Lord Rishabha was the first Tirthankar of our time, and hence is also called Adi-nath, the First Lord. In Jain tradition, he is more than a Tirthankar. As a king, he is credited with development of several innovations affecting the society, as transition was being made from a simple to a more complex society:
prajaaptiryaH prathamaM jiiivishhu sashaasa
As first Prajapati, he taught people, who wanted to earn a living, various professions.
dhammo vi dayamuulo viNimmiyo aadi bamheNa.
The "first Brahma" (Lord Rishabha) established the (ordinary) dharma based on compassion.
The ancient idols of lord Rishaba all show him long shoulder length hair. This is referred to by Acharaya RavisheNa in Padma-PuraNa:
vaatod-dhuutaa jaTaastAAsya rejuraakulamuurtauaH.
dhuumalva iva sad-dhyaan-vahnisaktaya karmaNaH..

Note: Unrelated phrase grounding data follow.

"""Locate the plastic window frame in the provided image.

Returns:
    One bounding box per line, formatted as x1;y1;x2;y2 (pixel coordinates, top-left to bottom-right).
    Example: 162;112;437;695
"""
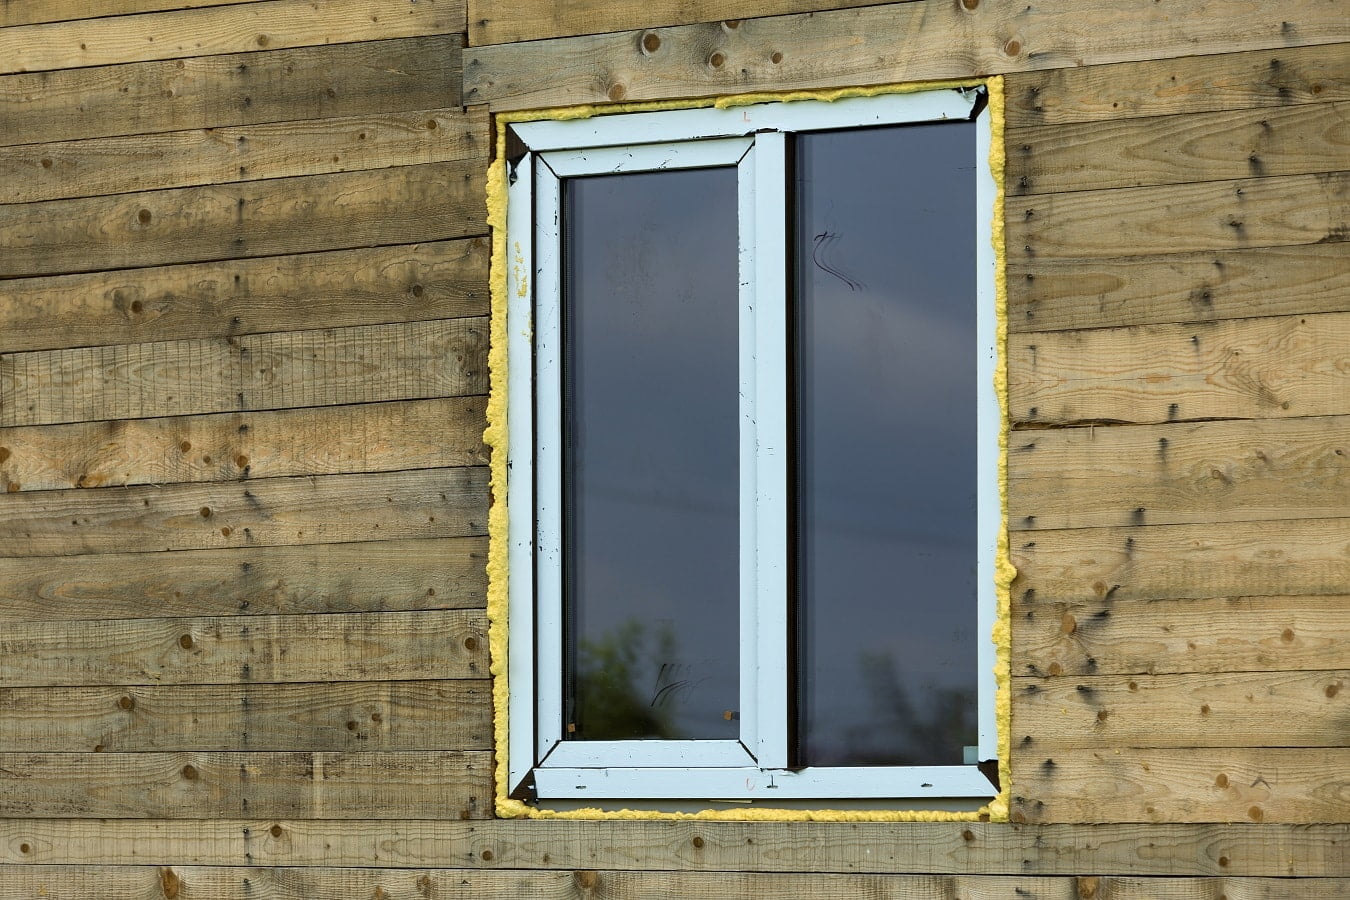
505;88;999;806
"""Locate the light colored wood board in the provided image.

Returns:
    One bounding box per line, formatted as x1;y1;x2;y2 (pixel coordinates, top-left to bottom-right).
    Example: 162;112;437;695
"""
1007;415;1350;530
0;160;485;280
1006;171;1348;261
1009;101;1350;195
1007;242;1350;333
0;751;491;819
0;106;488;205
2;821;1344;876
1010;311;1350;425
1012;670;1350;749
1013;594;1350;678
1010;519;1350;604
0;239;488;355
0;466;487;558
1004;43;1350;127
0;680;490;752
0;397;489;492
0;536;487;622
0;608;486;687
0;870;1345;900
0;36;465;147
1087;879;1349;900
0;1;272;29
1011;748;1350;824
0;317;488;429
463;0;1350;110
0;0;463;75
467;0;907;47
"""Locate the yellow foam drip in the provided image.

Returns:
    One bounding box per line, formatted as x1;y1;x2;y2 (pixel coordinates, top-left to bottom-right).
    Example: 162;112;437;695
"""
485;79;1013;821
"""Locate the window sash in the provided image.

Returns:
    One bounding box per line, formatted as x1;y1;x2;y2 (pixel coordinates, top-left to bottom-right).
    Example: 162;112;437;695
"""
505;89;997;802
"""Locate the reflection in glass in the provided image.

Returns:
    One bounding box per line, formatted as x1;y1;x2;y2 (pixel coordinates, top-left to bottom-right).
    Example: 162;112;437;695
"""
795;122;979;766
563;168;740;741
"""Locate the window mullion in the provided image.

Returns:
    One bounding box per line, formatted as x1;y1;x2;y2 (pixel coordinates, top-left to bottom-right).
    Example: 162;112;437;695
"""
750;130;790;769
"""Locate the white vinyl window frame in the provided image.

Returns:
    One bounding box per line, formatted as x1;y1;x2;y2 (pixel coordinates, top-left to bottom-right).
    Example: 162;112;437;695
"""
505;88;1000;805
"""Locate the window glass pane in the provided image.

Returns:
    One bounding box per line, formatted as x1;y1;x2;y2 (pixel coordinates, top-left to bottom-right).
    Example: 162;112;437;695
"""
563;167;740;741
795;122;979;767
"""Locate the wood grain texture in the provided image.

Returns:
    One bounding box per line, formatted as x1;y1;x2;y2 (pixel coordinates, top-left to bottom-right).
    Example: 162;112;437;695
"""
0;317;487;428
1008;242;1350;333
1009;101;1350;195
0;397;489;492
1013;594;1350;678
468;0;906;46
0;680;490;752
1007;415;1350;530
0;106;488;205
0;35;464;147
0;1;271;29
0;0;463;75
1006;171;1349;261
0;869;1345;900
0;160;485;279
0;239;488;354
1;821;1343;876
1010;311;1350;425
1005;43;1350;127
0;536;486;622
0;608;486;687
1013;670;1350;749
1010;519;1350;604
0;466;487;557
463;0;1350;110
0;751;491;819
1011;748;1350;824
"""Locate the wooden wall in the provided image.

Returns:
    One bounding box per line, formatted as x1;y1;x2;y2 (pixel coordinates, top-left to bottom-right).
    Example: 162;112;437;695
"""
0;0;1345;897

Trans: Blowing in the wind, the locks of his hair looked, as if they were smoke coming out the fire buring the karmas.
The Vaishnava text Bhagavata-PuraNa also mentions the locks of hair of Lord Rishaba:
..kutila jatila kapisha-kesha-bhuumibhaaraa.

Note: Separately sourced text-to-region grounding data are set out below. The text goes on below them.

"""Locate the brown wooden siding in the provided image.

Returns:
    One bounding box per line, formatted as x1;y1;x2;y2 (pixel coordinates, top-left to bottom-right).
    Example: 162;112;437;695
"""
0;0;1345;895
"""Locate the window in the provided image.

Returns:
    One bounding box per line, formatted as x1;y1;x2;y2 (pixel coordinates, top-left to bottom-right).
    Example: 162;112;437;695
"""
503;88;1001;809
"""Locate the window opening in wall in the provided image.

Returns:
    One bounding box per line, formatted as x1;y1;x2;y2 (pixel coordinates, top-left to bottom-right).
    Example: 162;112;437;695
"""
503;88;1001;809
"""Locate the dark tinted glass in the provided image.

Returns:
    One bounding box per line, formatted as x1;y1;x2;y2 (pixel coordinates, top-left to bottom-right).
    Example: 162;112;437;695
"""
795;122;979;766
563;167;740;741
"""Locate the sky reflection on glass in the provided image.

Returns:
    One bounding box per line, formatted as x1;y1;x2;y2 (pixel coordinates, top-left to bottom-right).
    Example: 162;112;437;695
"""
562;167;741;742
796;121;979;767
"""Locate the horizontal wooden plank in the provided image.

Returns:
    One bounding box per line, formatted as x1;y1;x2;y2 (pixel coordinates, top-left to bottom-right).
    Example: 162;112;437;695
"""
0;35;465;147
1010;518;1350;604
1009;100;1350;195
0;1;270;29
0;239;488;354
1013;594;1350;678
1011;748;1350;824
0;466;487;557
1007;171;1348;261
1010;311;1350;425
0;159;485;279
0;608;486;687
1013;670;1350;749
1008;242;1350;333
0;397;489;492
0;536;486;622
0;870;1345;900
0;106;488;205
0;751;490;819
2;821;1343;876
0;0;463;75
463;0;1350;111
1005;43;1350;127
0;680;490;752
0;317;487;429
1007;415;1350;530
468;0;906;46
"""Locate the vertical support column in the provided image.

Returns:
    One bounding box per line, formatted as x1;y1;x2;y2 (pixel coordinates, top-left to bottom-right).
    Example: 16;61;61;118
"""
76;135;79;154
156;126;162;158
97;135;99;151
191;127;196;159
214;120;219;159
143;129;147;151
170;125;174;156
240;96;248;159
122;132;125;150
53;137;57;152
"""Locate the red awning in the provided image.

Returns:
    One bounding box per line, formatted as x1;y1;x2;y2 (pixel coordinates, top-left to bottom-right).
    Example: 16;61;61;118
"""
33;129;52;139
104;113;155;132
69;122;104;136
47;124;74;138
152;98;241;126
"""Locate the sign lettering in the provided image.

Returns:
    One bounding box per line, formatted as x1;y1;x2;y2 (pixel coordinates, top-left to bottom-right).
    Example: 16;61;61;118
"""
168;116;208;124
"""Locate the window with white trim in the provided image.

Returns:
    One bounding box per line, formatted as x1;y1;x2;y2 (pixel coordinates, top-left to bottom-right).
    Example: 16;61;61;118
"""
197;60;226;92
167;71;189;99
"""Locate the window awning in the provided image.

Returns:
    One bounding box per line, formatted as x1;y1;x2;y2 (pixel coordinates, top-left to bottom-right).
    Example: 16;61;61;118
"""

Rishabaha was the son of King Nabhi and Queen Marudevi. He is mentioned in all the Vaishnava/Shaiva PuraNas, as well as other texts. The Bhagavata says:
ashhTame merudevyaaM tu naabherjaata uruukramaH.
darshayan vartma dhiiraaNaaM sarvaashramanamaskR^itaM..
Trans. In the womb of Merudevi, wife of Nabhi, the lord had his eighth avatara. He showed himself in a form that is to be worshipped by all Shramanas. (Here the author of Bhagavata-PuraNa regards Lord Rishabaha as an avatara).
Bhagavata calls him "shariira maatra parigraha" (body his only possession), "gagana-paridhaanaH" (wearing the sky), vaatarashanaa (wearing the wind).
While some sectarian bias is apparent in some of the non-Jain texts, both Lord Rishabha and his son Bharata are mentioned respectfully in the Hindu Puranas.